Istilah mubasyirat dalam konteks Islam biasanya merujuk pada kabar gembira atau mimpi baik yang diberikan oleh Allahﷻ kepada hamba-Nya sebagai bentuk petunjuk atau penghiburan. Dalam beberapa hadis shahih, Rasulullahﷺ menyebutkan bahwa mubasyirat adalah salah satu cara Allahﷻ memberikan petunjuk, terutama di akhir zaman. Dan Mubasyirat Sebagai Petunjuk dan Penafsir.
Contohnya dalam sebuah hadist riwayat Imam Bukhari, Rasulullahﷺ bersabda:
“Tidak tersisa dari kenabian kecuali al-mubasyirat.” Para sahabat bertanya, “Apa itu al-mubasyirat?” Beliau menjawab, “Mimpi yang baik.” (HR. Bukhari, no. 6990)
Namun, dalam konteks memutuskan perbedaan atau perkara hukum, Islam memiliki prinsip yang jelas, bahwa sumber utama adalah Al-Qur’an dan As-Sunnah, serta ijma’ (konsensus) dan qiyas (analogi). Mimpi, termasuk mubasyirat, tidak dapat dijadikan landasan hukum syar’i atau alat utama dalam memutuskan perkara, karena mimpi bersifat subjektif dan tidak universal.

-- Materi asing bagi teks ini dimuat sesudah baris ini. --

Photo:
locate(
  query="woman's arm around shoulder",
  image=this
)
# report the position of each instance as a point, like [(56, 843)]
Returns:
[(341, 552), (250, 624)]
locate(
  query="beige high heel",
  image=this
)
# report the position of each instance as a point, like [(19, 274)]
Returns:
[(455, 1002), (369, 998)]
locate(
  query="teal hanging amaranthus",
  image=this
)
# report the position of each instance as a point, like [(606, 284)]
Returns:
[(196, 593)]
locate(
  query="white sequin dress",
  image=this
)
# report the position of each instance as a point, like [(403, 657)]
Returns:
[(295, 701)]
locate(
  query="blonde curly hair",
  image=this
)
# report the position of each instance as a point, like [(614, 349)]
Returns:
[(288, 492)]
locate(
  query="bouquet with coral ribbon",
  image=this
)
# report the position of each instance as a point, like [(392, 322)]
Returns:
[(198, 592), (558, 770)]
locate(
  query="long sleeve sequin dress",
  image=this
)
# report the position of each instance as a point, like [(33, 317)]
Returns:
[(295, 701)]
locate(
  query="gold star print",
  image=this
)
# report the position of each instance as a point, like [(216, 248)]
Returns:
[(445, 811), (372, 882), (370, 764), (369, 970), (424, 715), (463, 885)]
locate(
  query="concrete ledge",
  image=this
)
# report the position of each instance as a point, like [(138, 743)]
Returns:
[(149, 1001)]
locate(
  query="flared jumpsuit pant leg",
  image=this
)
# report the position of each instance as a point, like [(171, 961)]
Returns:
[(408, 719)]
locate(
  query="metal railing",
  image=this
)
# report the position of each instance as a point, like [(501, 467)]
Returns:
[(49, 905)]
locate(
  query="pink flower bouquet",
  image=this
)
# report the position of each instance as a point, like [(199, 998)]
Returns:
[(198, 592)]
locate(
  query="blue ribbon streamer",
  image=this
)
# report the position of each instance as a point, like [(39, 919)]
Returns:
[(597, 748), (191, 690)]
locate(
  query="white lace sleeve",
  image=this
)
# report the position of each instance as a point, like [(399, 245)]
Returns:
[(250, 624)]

Jika ada perbedaan di akhir zaman, umat Islam tetap diarahkan untuk kembali kepada Al-Qur’an dan Sunnah Rasulullahﷺ. Allahﷻ berfirman:
“Kemudian jika kamu berselisih pendapat tentang sesuatu, maka kembalikanlah kepada Allahﷻ (Al-Qur’an) dan Rasul (Sunnah), jika kamu benar-benar beriman kepada Allahﷻ dan Hari Kemudian.” (QS. An-Nisa: 59).
Jadi kesimpulannya, mubasyirat dapat menjadi petunjuk pribadi dan motivasi spiritual, tetapi tidak menggantikan peran wahyu (Al-Qur’an dan Sunnah) dalam menyelesaikan perbedaan secara kolektif atau hukum syar’i.

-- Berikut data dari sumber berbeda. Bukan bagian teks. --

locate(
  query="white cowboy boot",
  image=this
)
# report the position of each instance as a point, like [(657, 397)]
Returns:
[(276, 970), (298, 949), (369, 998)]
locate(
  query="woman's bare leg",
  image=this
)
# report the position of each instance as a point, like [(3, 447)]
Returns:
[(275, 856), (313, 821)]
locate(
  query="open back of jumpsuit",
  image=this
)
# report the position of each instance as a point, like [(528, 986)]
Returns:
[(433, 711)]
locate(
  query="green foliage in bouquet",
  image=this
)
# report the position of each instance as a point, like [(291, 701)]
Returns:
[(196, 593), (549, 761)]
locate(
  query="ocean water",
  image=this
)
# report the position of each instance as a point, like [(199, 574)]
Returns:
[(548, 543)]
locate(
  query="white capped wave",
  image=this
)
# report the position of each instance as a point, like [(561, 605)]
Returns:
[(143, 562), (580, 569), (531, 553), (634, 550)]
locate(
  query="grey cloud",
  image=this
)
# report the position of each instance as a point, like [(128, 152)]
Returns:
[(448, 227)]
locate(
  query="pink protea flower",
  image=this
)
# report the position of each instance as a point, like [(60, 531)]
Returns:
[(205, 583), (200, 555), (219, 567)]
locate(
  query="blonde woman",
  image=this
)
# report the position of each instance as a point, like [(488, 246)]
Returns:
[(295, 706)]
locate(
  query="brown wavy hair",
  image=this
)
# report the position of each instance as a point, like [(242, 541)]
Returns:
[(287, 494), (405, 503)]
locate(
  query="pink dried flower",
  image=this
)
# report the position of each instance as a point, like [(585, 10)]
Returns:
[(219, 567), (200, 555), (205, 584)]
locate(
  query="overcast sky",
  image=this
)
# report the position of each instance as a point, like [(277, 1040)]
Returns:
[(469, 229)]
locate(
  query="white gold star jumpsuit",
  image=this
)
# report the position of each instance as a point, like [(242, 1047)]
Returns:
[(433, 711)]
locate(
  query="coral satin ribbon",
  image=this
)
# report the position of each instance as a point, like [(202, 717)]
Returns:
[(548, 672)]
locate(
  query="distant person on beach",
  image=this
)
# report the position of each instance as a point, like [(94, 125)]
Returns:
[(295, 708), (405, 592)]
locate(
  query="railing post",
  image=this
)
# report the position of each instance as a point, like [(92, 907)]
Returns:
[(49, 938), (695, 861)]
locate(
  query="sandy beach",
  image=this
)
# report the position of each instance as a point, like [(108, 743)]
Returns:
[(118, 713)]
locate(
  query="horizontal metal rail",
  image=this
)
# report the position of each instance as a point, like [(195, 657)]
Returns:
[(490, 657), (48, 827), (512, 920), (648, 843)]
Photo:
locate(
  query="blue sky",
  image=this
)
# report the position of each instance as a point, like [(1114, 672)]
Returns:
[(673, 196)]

Mubasyrat (mimpi benar) sering dianggap sebagai salah satu cara Allahﷻ memberikan petunjuk atau wawasan kepada umat-Nya. Namun dalam konteks penafsiran perbedaan pandangan para ulama, mubasyirat biasanya tidak digunakan sebagai penengah langsung. Penafsiran atas perbedaan pendapat dalam masalah fiqh atau teologi lebih banyak bergantung pada hujah-hujah ilmiah, dalil-dalil syar’i, dan pendekatan metodologis yang diterima dalam tradisi ilmiah Islam.
Namun, dalam beberapa kasus, ada beberapa ulama atau tokoh yang menganggap mimpi benar sebagai salah satu cara untuk memperoleh petunjuk dalam hal-hal tertentu. Tetapi hal ini lebih kepada pengalaman pribadi dan bukan sebagai sumber utama dalam penentuan hukum atau pemahaman agama.
Tidak ada kitab tertentu yang secara khusus membahas mubasyirat sebagai penengah perbedaan penafsiran ulama. Namun, terdapat beberapa kitab yang membahas mimpi secara umum dalam konteks agama, seperti:
1. “Tafsir al-Ahlam” oleh Ibn Sirin – Kitab ini adalah salah satu kitab terkenal yang membahas tentang tafsir mimpi dalam tradisi Islam.
2. “Al-Durar al-Bahiyyah” – Kitab ini juga membahas tafsir mimpi dengan pendekatan yang lebih umum.
3. “Al-Muqaddimah” oleh Ibn Khaldun – Walaupun tidak khusus membahas mimpi, Ibn Khaldun membahas tentang metodologi ilmu dan pemahaman dalam tradisi ilmiah Islam, yang bisa menjadi landasan dalam penafsiran perbedaan pendapat.
Namun secara umum, perbedaan pendapat ulama lebih sering dibahas dengan pendekatan rasional dan tekstual, bukan dengan merujuk pada mimpi.